What is a direct proof for the existence of a weak homotopy equivalence between the Grassmanian $Gr(n):=Gr(n,\infty)$ and the classifying space $BGL(n)$ of $GL(n)$?
They both represent the functor of isomorphism classes of rank $n$ vector bundles on some CW complex but perhaps there is a more direct proof to see this fact.
One possible approach would be the following:
The bar construction gives you a principal $GL_n$ bundle $$GL_n\rightarrow EGL_n\rightarrow BGL(n)$$ with $EGL_n$ being weakly contractible.
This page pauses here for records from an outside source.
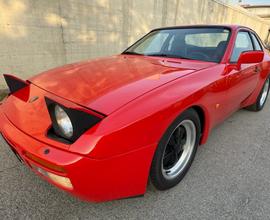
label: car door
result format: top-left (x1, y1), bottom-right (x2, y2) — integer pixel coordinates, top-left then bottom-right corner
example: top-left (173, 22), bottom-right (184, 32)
top-left (228, 30), bottom-right (260, 112)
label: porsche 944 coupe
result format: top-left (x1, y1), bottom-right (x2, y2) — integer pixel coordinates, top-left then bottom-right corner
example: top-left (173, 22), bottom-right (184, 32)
top-left (0, 25), bottom-right (270, 202)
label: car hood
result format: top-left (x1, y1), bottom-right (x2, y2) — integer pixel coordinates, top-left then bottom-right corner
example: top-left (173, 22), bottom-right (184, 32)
top-left (29, 55), bottom-right (214, 115)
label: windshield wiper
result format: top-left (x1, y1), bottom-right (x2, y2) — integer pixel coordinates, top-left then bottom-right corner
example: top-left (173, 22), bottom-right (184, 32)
top-left (122, 51), bottom-right (144, 55)
top-left (145, 53), bottom-right (191, 60)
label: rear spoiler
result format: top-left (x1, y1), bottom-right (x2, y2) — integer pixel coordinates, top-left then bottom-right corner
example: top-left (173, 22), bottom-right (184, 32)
top-left (3, 74), bottom-right (29, 94)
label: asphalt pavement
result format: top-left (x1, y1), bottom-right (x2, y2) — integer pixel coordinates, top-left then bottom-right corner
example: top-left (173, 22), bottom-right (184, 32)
top-left (0, 100), bottom-right (270, 220)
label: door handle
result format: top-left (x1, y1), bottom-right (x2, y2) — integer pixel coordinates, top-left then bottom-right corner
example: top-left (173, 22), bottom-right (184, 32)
top-left (254, 66), bottom-right (261, 73)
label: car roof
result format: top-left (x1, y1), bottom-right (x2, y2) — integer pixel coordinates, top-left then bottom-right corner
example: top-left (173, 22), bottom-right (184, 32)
top-left (152, 24), bottom-right (254, 32)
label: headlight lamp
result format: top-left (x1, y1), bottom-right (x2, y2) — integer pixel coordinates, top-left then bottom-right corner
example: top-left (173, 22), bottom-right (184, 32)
top-left (54, 105), bottom-right (73, 138)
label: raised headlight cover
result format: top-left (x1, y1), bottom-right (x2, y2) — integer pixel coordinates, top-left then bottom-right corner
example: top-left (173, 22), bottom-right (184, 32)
top-left (45, 97), bottom-right (102, 144)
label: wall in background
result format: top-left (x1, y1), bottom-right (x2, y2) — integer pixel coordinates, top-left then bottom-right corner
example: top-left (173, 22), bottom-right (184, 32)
top-left (0, 0), bottom-right (270, 88)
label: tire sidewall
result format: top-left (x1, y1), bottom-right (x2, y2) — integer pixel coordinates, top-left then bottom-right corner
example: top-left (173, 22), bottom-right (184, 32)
top-left (150, 109), bottom-right (201, 190)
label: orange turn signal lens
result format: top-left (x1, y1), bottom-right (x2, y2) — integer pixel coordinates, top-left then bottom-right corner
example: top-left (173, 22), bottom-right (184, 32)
top-left (25, 152), bottom-right (66, 173)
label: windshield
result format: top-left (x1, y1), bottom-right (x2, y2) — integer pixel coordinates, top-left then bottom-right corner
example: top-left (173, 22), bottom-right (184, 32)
top-left (124, 28), bottom-right (230, 62)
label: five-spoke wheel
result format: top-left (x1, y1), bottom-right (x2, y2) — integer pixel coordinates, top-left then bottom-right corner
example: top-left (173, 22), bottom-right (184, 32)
top-left (150, 109), bottom-right (201, 190)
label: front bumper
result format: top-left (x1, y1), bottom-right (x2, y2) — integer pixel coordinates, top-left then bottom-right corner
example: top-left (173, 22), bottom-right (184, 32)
top-left (0, 107), bottom-right (155, 202)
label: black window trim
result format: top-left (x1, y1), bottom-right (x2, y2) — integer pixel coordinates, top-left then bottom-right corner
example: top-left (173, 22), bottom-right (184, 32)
top-left (121, 25), bottom-right (233, 63)
top-left (229, 29), bottom-right (255, 64)
top-left (249, 31), bottom-right (263, 51)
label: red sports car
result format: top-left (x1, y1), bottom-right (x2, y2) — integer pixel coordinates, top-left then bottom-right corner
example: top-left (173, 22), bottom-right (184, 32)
top-left (0, 25), bottom-right (270, 201)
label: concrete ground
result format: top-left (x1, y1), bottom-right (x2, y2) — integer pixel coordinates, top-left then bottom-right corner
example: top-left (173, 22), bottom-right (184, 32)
top-left (0, 101), bottom-right (270, 219)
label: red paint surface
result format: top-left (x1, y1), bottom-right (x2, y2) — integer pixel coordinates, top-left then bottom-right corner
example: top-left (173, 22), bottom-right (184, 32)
top-left (0, 26), bottom-right (270, 201)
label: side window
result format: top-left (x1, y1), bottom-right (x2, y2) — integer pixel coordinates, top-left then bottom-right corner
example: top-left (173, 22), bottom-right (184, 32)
top-left (251, 33), bottom-right (262, 50)
top-left (230, 31), bottom-right (253, 63)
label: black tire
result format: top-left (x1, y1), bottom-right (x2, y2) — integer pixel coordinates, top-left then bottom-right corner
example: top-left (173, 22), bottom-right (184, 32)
top-left (246, 78), bottom-right (270, 112)
top-left (150, 109), bottom-right (201, 190)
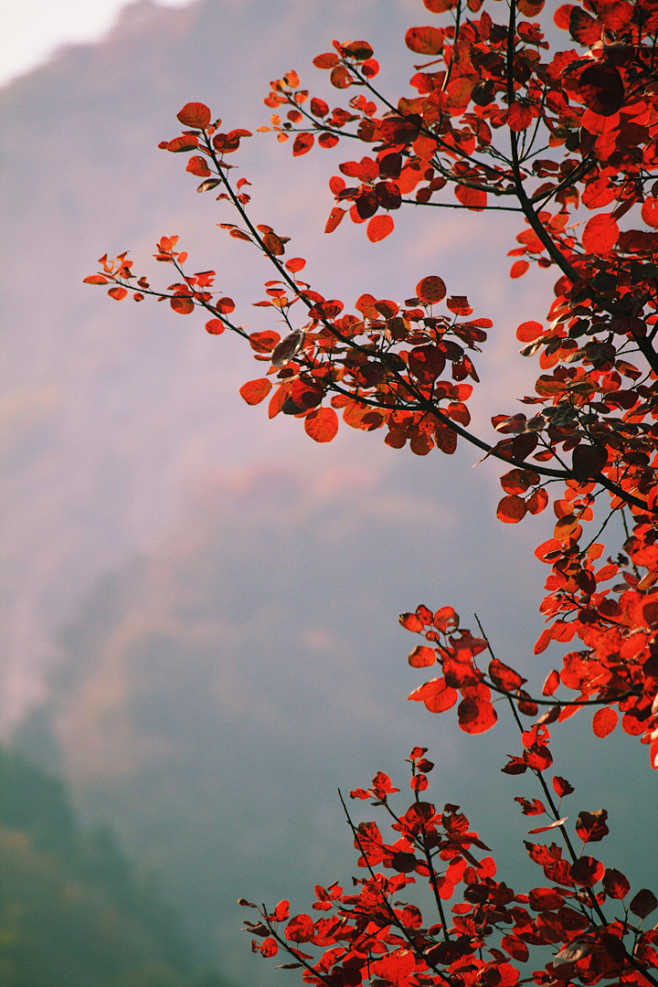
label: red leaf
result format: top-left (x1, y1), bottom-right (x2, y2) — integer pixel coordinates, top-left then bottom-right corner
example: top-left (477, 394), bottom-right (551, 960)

For the Grassmannian one has a similar principal bundle $$GL_n\rightarrow V_n(\infty)\rightarrow G_n(\infty),$$ where $V_n(\infty)$ is the Stiefel manifold of $n$-frames and the map $V_n(\infty)\rightarrow Gr_n(\infty)$ is given by taking the span. The classifying map of this bundle gives you a commutative diagram $$\require{AMScd} \begin{CD} GL_n @>{}>> V_n(\infty)@>{}>>G_n(\infty);\\ @VVV @VVV @VVV\\ GL(n) @>{}>> EGL(n)@>{}>>BGL_n; \end{CD}$$ of fiber bundles. The ladder of long exact sequences in homotopy groups then yields the result as $V_n(\infty)$ is weakly contractible.
Sidenote: Maybe it would be cleaner to do this first unstably for the bundle involving $V_n(k)$ and $Gr_n(k)$ to get a highly connected map $Gr_n(k)\rightarrow BGL_n$ and then passing to the colimit.
However, this is not a real answer to your question since I used that $BGL_n$ classifies principal $GL_n$-bundles. All I have proven is that if you have a principal bundle with a weakly contractible total space and you know that there is a classifying bundle, then the base space of the bundle one has started with is weakly equivalent to the base space of the classifying bundle.